Genre: Glitch / Noise / Ambient / Minimalist / Drone
01 Endstation Palindromes (For Angus MacLise)
02 Music For Nobody And YOU (For Jackson Pollock)
During the past few months I have been finding myself gravitating towards the glitchy/experimental/droney end of the underground musical spectrum and I have been waiting for a chance to review something in this field – and that day has finally arrived with this offering from Salvatore Borelli’s (etre), the debut release on his Riz(h)ome records imprint. This disc, with the unwieldy title of “I can’t take my head to see HIGHER becouse the sky is landing over my neck” (including the deliberate glitch in the spelling of because), is nicely presented in handmade packaging (and available in seven different covers) and in an edition of 200, and is dedicated to two artists – Angus MacLise, one of the original members of the Velvet Underground (where he played bongos and drums), artist, composer, mystic, Crowleyite, poet and shaman; and Jackson Pollock, the American abstract-expressionist painter made famous by his ‘drip and slash’ style of painting and alcoholism. Using a wide variety of instrumentation, including such traditional items as both lap steel and electric guitars, esraj (an Indian instrument similar to a sitar but bowed instead of plucked), zither, shruti box (portable reed organ producing sustained drones) and kalimba (also known as an African thumb piano) together with voice & field recordings and laptop processing, Borelli brings us two extended tracks that display a wide spectrum of sonic treatments in bewildering array.
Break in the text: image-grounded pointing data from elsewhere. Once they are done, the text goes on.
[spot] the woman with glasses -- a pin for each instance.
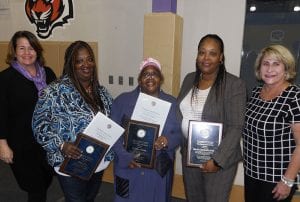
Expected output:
(133, 182)
(64, 110)
(20, 85)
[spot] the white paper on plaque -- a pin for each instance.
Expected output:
(105, 130)
(151, 110)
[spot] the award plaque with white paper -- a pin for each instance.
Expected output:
(92, 153)
(139, 140)
(203, 139)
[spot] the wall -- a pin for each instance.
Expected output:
(117, 26)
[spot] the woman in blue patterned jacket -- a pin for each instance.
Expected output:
(64, 110)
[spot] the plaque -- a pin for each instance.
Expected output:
(92, 153)
(203, 139)
(139, 140)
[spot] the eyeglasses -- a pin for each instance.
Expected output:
(148, 75)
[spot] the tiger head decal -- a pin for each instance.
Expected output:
(48, 14)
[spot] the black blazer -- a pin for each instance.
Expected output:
(228, 109)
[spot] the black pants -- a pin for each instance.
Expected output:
(261, 191)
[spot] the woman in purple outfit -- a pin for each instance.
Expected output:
(133, 182)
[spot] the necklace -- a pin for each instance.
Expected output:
(89, 90)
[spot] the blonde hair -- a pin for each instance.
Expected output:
(281, 53)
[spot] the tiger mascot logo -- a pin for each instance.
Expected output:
(48, 14)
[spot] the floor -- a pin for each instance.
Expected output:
(10, 192)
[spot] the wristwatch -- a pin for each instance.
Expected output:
(287, 182)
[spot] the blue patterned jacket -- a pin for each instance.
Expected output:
(60, 114)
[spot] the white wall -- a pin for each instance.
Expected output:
(117, 26)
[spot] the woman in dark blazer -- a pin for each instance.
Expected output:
(20, 85)
(210, 94)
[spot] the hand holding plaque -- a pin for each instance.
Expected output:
(92, 153)
(203, 139)
(139, 140)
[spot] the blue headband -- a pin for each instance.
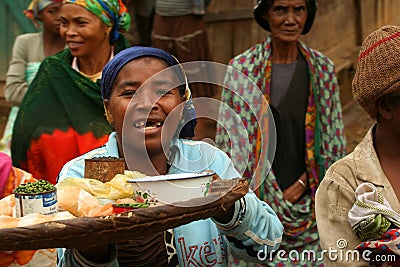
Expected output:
(112, 68)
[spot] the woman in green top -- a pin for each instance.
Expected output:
(61, 115)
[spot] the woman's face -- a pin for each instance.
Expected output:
(84, 33)
(50, 17)
(286, 19)
(148, 108)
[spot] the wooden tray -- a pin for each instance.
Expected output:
(118, 228)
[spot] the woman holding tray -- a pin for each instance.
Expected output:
(152, 118)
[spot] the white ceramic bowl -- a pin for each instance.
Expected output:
(171, 188)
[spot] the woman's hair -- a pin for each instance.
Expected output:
(112, 68)
(113, 13)
(264, 5)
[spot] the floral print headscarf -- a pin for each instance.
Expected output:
(112, 12)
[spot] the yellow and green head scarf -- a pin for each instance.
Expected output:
(112, 12)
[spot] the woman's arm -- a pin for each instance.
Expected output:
(16, 85)
(335, 197)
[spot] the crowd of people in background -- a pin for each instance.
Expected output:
(72, 82)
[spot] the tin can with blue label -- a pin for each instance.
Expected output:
(43, 203)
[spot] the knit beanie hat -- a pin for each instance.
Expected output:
(378, 68)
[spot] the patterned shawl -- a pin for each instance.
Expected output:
(325, 141)
(60, 118)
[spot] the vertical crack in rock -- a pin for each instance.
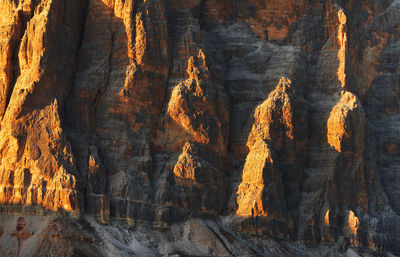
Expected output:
(342, 38)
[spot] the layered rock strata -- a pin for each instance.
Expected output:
(281, 116)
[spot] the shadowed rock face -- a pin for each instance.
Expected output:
(281, 116)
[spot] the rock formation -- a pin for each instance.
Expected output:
(208, 119)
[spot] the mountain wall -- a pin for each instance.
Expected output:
(281, 117)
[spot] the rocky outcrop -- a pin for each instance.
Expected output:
(279, 116)
(37, 166)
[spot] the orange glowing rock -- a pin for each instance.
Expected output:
(353, 223)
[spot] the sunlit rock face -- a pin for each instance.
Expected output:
(282, 117)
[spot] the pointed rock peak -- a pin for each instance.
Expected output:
(342, 17)
(285, 85)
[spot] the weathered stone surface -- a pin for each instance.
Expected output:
(282, 116)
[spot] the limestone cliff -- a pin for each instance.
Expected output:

And bizarrely enough, for me anyway, each of these tracks is actually redolent of their dedicatees. Track one, dedicated as it is to MacLise, reminded me very much in parts of the Velvet Underground, with its use of drone passages, bursts of primitive percussion and apparent shambolic improvisation. Its initial stuttering start yields to much more prolonged and sustained passages, utilising voice, instrumentation and percussion, complemented with bursts of treated noise until finally the drone cuts through all to provide a canvas on which random glitchiness is painted. There is a strangely sacred feel to this, and this is entirely appropriate given that MacLise himself was of a mystical bent, as towards the end of his life he began bringing together eastern streams of mysticism (especially since his travels had finally brought him to the magical kingdom of Nepal) and transcendent music. This clever alternating of chaotic and ordered elements seems very much to sum up the course of MacLise’s life, at least what I have read of it.
The structure of the second track is much more of a slow evolution, from the chaotic to the ordered, which seems to reflect how Pollock’s paintings could be viewed. Pollock used a random method of painting, dripping the paint onto a canvas affixed to the floor and then manipulating the medium in a completely random fashion – likewise the piece starts by using random voices, staggered repetitions, juxtapositions and manipulations. However, given the propensity for the human brain to reject chaos and to inject order into disorder, the track echoes this quality of the mind by slowly bringing the element of structure to bear by the gradual introduction of such things as a steady glitch beat, drones and sounds derived from field recordings. Finally, after the build-up, the conclusion, the unveiling of the pattern, using a simple percussive kalimba figure backing up the sweet drone of the esraj and guitar feedback, before ending in a brief episode of randomicity. It’s quite a moving piece, and quite a fitting tribute to one of the most important painters of the twentieth century.